Ketika militan Islam menyapu turun melalui Mali utara tahun lalu menyertai pemberontakan separatis Tuareg, yang mereka kemudian dibajak, ratusan ribu orang meninggalkan syariah yang keras mereka pemerintahan Islam. Penyadapan ke kantong kemiskinan dan fundamentalisme, pemberontak mampu merekrut pejuang lokal.
Tetapi banyak di kota-kota yang diduduki, sementara kurang senjata untuk melawan para Islamis, yang bangga untuk menunjukkan perlawanan pasif.
"Kami membakar ban. Kami menyanyikan lagu kebangsaan," kata Amadou Sarr, yang dulu bekerja untuk lembaga bantuan di Gao, tetapi sekarang menjadi pemimpin "Patrollers Gao", yang anggotanya turun ke jalan malam untuk melindungi rumah dan bisnis.
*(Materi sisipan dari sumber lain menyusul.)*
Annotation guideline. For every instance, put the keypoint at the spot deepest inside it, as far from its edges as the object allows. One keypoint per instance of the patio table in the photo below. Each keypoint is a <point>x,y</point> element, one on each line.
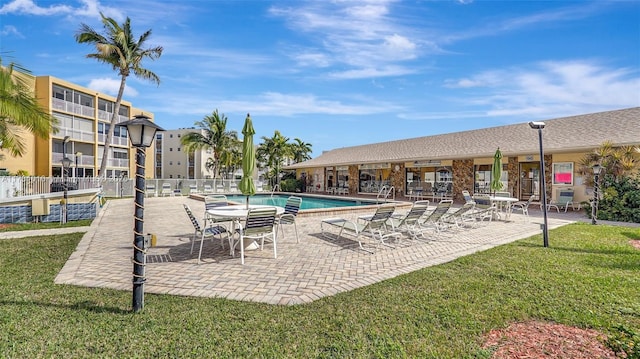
<point>236,213</point>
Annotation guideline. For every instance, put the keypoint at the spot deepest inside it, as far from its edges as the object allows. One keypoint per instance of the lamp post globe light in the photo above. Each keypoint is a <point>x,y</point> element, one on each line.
<point>594,204</point>
<point>536,125</point>
<point>141,133</point>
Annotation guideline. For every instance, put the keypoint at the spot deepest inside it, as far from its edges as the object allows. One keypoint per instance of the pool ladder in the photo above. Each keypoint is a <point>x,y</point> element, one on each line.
<point>275,187</point>
<point>385,192</point>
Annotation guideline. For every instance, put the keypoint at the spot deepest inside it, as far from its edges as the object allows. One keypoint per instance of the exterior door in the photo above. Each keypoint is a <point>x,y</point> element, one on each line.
<point>529,180</point>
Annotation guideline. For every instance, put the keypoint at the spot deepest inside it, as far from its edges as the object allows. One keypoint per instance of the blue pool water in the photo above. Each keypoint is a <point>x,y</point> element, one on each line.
<point>307,202</point>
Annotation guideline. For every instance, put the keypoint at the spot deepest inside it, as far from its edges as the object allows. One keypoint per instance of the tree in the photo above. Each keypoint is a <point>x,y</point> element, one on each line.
<point>617,162</point>
<point>19,110</point>
<point>300,151</point>
<point>118,48</point>
<point>213,135</point>
<point>273,151</point>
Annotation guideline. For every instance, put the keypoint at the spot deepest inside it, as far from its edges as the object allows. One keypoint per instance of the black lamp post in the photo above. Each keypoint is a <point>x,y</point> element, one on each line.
<point>77,172</point>
<point>545,229</point>
<point>594,204</point>
<point>66,163</point>
<point>141,133</point>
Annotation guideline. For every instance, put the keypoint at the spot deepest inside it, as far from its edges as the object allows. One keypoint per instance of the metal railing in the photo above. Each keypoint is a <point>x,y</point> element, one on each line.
<point>17,186</point>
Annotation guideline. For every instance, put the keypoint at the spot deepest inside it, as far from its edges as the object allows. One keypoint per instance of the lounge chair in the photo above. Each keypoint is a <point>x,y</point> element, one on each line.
<point>375,227</point>
<point>193,189</point>
<point>166,190</point>
<point>434,219</point>
<point>467,197</point>
<point>260,224</point>
<point>484,208</point>
<point>461,216</point>
<point>291,209</point>
<point>523,206</point>
<point>565,199</point>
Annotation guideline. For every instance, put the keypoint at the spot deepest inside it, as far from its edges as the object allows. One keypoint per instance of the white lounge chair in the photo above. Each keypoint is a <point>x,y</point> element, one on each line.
<point>166,190</point>
<point>375,227</point>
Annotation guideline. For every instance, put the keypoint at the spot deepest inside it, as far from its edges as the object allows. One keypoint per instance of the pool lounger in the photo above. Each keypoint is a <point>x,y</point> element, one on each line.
<point>375,228</point>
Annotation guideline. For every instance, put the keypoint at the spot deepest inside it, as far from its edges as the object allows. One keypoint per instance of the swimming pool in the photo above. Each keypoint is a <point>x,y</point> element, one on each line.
<point>308,202</point>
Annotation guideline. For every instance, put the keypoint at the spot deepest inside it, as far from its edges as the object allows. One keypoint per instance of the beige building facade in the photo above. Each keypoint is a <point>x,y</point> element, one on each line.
<point>84,117</point>
<point>176,163</point>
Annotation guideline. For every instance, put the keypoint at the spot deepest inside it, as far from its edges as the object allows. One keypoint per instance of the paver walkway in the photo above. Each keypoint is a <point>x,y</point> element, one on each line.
<point>304,272</point>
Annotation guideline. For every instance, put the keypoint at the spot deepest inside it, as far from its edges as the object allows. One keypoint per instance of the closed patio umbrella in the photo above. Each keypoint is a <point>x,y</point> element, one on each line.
<point>247,187</point>
<point>496,171</point>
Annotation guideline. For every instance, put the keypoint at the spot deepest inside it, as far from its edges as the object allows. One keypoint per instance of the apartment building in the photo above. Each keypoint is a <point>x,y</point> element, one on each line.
<point>84,118</point>
<point>172,161</point>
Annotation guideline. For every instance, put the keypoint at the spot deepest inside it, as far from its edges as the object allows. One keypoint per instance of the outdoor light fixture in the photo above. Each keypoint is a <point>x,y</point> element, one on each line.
<point>545,229</point>
<point>594,204</point>
<point>66,163</point>
<point>78,154</point>
<point>141,133</point>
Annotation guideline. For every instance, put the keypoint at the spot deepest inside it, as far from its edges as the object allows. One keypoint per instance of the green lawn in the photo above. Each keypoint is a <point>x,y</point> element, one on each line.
<point>29,226</point>
<point>589,277</point>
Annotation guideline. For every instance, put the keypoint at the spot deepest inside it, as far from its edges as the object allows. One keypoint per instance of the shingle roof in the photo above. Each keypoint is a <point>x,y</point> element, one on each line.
<point>567,134</point>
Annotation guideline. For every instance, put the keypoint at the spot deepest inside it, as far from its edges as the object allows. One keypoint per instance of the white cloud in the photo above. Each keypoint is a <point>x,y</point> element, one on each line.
<point>553,88</point>
<point>9,30</point>
<point>363,36</point>
<point>111,87</point>
<point>28,7</point>
<point>272,104</point>
<point>89,8</point>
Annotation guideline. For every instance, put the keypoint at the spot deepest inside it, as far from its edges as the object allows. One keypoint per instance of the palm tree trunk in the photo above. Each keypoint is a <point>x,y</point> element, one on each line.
<point>114,118</point>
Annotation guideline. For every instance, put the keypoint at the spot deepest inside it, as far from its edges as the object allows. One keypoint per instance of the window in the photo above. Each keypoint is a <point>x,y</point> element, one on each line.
<point>563,173</point>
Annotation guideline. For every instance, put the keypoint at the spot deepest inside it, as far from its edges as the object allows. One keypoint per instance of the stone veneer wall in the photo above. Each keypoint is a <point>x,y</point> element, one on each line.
<point>462,177</point>
<point>513,168</point>
<point>397,178</point>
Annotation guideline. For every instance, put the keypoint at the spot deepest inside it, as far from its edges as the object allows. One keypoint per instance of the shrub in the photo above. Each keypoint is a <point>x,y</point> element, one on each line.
<point>620,200</point>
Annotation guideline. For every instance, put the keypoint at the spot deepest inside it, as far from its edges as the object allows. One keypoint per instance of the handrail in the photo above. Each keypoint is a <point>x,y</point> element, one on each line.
<point>276,186</point>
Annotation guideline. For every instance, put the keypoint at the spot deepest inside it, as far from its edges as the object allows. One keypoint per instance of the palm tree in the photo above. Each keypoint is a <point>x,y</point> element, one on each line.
<point>118,48</point>
<point>617,162</point>
<point>272,152</point>
<point>212,134</point>
<point>19,110</point>
<point>231,157</point>
<point>300,150</point>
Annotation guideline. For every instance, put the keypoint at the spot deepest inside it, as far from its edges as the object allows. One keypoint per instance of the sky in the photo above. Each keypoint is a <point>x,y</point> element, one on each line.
<point>340,73</point>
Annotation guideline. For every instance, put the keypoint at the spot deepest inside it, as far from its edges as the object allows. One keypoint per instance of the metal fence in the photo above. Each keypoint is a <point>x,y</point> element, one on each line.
<point>16,186</point>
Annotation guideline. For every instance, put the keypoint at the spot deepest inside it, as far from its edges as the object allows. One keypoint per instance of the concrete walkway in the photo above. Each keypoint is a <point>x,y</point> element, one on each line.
<point>304,272</point>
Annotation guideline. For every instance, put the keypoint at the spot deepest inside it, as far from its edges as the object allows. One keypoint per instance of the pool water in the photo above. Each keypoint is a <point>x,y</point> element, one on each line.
<point>307,202</point>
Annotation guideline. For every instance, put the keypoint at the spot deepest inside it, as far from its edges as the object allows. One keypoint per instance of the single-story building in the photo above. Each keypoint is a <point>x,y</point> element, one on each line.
<point>445,165</point>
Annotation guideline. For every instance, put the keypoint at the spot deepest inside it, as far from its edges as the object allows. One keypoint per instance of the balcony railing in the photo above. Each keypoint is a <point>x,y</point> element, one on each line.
<point>120,141</point>
<point>71,107</point>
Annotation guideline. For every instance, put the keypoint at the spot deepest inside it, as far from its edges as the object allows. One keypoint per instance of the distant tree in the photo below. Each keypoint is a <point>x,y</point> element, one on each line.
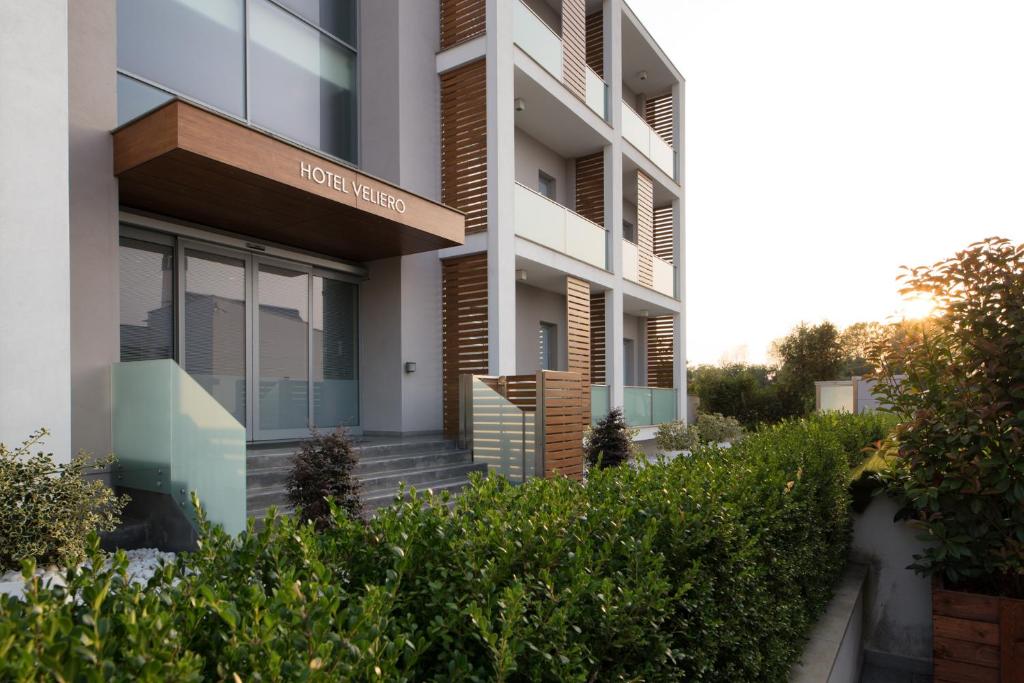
<point>809,353</point>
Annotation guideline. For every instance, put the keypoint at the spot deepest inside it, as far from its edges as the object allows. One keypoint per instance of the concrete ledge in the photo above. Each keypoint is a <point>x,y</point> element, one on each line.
<point>834,652</point>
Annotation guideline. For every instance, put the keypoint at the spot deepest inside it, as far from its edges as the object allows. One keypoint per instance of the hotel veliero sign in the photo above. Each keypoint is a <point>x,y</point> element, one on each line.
<point>186,163</point>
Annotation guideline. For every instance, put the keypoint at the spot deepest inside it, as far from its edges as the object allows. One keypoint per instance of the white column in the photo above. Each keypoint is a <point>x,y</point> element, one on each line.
<point>35,270</point>
<point>501,186</point>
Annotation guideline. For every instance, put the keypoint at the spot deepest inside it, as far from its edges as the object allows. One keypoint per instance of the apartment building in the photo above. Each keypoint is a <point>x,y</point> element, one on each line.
<point>224,222</point>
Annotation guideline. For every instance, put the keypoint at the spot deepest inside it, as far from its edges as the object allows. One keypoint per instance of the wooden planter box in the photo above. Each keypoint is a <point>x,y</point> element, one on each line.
<point>977,638</point>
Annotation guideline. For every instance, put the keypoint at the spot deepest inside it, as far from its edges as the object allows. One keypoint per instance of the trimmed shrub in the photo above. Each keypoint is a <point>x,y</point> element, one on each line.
<point>325,468</point>
<point>706,568</point>
<point>47,510</point>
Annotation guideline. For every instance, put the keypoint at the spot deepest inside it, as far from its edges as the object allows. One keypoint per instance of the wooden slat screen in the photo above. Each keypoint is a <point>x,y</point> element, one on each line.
<point>574,47</point>
<point>645,228</point>
<point>659,351</point>
<point>464,328</point>
<point>462,20</point>
<point>562,423</point>
<point>658,114</point>
<point>664,242</point>
<point>597,343</point>
<point>578,337</point>
<point>590,187</point>
<point>464,142</point>
<point>595,42</point>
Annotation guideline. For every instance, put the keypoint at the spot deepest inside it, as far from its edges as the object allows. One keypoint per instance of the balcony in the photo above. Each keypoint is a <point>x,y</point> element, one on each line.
<point>647,141</point>
<point>549,223</point>
<point>537,39</point>
<point>664,272</point>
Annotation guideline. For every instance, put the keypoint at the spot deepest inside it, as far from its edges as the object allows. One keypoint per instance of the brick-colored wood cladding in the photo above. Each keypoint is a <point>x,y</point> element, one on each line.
<point>595,42</point>
<point>464,142</point>
<point>659,351</point>
<point>574,46</point>
<point>664,239</point>
<point>597,343</point>
<point>590,187</point>
<point>462,20</point>
<point>578,338</point>
<point>464,329</point>
<point>563,423</point>
<point>645,228</point>
<point>658,114</point>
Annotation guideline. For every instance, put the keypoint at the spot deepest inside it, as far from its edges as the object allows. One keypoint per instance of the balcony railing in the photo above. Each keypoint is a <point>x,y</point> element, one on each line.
<point>546,222</point>
<point>644,138</point>
<point>664,272</point>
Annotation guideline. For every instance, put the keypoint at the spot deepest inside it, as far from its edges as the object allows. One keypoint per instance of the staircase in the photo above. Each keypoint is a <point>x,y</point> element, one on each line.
<point>428,462</point>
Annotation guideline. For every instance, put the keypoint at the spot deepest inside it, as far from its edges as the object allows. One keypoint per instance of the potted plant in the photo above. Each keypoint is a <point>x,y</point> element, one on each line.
<point>958,389</point>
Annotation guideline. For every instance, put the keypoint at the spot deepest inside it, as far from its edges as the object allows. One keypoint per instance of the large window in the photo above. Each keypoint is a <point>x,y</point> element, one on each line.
<point>284,66</point>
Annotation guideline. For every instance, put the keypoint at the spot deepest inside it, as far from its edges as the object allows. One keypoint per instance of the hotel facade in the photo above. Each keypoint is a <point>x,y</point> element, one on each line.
<point>453,226</point>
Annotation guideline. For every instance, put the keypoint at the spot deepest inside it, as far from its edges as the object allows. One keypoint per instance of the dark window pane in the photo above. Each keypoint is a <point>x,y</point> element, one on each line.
<point>146,301</point>
<point>302,84</point>
<point>196,47</point>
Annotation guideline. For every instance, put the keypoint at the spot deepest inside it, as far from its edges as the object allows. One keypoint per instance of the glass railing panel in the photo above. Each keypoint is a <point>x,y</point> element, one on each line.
<point>636,407</point>
<point>600,401</point>
<point>663,406</point>
<point>537,39</point>
<point>585,240</point>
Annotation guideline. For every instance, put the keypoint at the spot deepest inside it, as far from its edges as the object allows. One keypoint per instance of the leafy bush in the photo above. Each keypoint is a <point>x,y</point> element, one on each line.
<point>709,428</point>
<point>960,468</point>
<point>707,568</point>
<point>324,468</point>
<point>47,510</point>
<point>608,443</point>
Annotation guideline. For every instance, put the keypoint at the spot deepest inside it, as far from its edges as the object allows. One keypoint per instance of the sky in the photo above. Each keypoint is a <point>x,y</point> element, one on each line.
<point>830,141</point>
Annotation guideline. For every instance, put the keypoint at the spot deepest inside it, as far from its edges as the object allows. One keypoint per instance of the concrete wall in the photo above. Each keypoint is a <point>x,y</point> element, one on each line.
<point>534,306</point>
<point>531,157</point>
<point>898,602</point>
<point>35,344</point>
<point>94,265</point>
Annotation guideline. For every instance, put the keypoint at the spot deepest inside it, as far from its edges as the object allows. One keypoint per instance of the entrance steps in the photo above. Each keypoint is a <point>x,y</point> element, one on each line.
<point>422,462</point>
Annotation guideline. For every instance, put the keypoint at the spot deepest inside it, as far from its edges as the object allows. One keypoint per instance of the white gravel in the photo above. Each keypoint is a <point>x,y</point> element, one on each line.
<point>142,563</point>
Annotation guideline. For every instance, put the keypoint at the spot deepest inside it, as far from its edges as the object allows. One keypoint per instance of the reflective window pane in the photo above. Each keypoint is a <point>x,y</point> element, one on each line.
<point>215,328</point>
<point>135,98</point>
<point>196,47</point>
<point>336,386</point>
<point>284,348</point>
<point>302,84</point>
<point>335,16</point>
<point>146,301</point>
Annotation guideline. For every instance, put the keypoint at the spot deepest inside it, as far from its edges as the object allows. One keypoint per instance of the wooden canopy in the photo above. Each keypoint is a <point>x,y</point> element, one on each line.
<point>187,163</point>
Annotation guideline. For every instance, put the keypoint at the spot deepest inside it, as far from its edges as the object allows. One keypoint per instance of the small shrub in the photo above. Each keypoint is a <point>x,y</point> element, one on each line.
<point>608,443</point>
<point>325,468</point>
<point>47,510</point>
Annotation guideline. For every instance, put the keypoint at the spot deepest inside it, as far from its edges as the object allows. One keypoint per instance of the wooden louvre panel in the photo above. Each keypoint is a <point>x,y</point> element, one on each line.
<point>597,343</point>
<point>464,328</point>
<point>462,20</point>
<point>658,114</point>
<point>664,242</point>
<point>659,351</point>
<point>563,423</point>
<point>574,46</point>
<point>578,341</point>
<point>590,187</point>
<point>595,42</point>
<point>645,228</point>
<point>464,142</point>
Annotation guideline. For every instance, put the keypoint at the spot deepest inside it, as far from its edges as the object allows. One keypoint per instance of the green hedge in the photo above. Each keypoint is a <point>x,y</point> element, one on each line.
<point>707,568</point>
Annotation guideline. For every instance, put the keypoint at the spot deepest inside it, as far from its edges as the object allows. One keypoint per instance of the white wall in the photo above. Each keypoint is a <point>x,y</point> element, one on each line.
<point>531,157</point>
<point>534,306</point>
<point>35,343</point>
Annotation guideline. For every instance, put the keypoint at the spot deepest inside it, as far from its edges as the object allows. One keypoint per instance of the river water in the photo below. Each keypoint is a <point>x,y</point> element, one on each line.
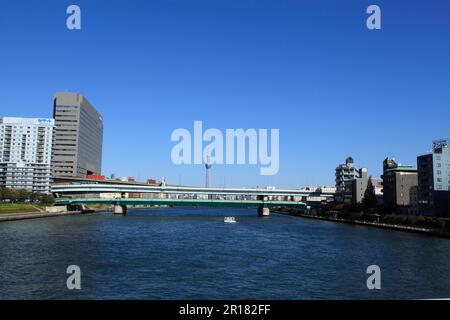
<point>190,253</point>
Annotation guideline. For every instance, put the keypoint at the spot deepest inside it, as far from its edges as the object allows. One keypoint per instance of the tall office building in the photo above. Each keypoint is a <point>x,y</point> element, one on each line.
<point>78,139</point>
<point>345,174</point>
<point>25,153</point>
<point>400,187</point>
<point>434,180</point>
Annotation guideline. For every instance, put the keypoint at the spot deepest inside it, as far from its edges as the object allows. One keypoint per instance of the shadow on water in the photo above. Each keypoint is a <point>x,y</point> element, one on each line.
<point>190,253</point>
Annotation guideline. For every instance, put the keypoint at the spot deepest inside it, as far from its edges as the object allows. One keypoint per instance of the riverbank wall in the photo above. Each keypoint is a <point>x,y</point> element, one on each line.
<point>379,225</point>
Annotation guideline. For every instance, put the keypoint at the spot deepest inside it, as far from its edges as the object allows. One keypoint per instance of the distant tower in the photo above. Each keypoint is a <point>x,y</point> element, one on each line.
<point>208,172</point>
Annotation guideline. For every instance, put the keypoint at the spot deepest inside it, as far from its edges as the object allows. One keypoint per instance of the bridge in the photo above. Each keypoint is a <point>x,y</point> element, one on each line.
<point>263,199</point>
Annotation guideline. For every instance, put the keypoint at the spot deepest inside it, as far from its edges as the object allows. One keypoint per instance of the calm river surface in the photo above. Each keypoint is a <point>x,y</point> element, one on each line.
<point>190,253</point>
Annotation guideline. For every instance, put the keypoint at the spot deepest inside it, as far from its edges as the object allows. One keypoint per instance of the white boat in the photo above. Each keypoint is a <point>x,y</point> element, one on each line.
<point>229,220</point>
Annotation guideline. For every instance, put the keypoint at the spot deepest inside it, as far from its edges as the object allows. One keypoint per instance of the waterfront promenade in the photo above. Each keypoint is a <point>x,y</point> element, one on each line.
<point>380,225</point>
<point>34,215</point>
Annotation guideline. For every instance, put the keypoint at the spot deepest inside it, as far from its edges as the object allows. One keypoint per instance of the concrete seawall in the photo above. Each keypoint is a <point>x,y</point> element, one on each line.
<point>395,227</point>
<point>34,215</point>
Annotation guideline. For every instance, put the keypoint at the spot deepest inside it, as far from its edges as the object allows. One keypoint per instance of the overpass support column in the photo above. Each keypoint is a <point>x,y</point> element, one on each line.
<point>263,210</point>
<point>118,209</point>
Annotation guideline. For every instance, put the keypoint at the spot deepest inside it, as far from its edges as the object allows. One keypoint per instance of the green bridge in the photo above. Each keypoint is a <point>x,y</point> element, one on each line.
<point>120,204</point>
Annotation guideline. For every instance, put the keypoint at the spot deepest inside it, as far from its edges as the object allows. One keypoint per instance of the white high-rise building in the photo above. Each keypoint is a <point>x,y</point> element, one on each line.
<point>26,153</point>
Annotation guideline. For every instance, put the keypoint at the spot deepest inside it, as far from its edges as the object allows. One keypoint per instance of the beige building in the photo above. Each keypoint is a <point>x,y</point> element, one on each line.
<point>78,136</point>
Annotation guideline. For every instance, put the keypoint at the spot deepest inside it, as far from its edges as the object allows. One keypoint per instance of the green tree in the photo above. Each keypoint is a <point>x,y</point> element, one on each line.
<point>22,195</point>
<point>370,199</point>
<point>8,194</point>
<point>47,199</point>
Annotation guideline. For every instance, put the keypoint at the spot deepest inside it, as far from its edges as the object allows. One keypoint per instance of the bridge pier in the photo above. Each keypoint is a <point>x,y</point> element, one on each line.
<point>118,209</point>
<point>263,211</point>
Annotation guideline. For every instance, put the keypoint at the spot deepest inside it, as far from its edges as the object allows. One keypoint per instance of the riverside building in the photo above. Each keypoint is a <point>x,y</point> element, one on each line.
<point>434,180</point>
<point>78,140</point>
<point>345,174</point>
<point>25,153</point>
<point>400,187</point>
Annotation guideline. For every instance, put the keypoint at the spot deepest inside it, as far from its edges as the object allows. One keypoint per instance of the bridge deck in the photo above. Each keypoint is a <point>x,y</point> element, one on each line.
<point>183,202</point>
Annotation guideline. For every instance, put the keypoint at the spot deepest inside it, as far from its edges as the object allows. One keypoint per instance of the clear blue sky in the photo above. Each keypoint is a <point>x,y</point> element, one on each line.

Sarr mengatakan bahwa ratusan orang telah diidentifikasi sebagai Islamis dicurigai atau kolaborator oleh jaringan itu. Tapi dia mengatakan tentara Mali dan sekutu mereka dari Perancis dan Niger terlalu tipis membentang untuk menindaklanjuti segera semua laporan.
"Mereka tidak memiliki pria dan sarana," katanya.
Gao dan sebagian besar telah dikosongkan Timbutku orang Arab dan Tuareg, kelompok etnis yang terdiri sebagian besar pemberontak separatis dan Islam Tuareg. Pada hari-hari setelah pasukan Perancis dan Mali merebut kembali kota-kota utara, toko milik orang Arab dijarah.
Tindakan seperti pembalasan menunjukkan bahwa membangun kembali perdamaian dan persatuan sebelum pemilu diharapkan pada 31 Juli akan menjadi tugas berat bagi pemerintah Mali dan sekutu mereka Perancis dan Afrika.
"Mereka yang mengangkat senjata melawan Mali sesama layak untuk dihancurkan," kata Sarr. "Orang-orang berbicara tentang rekonsiliasi tetapi kita tidak siap untuk itu belum."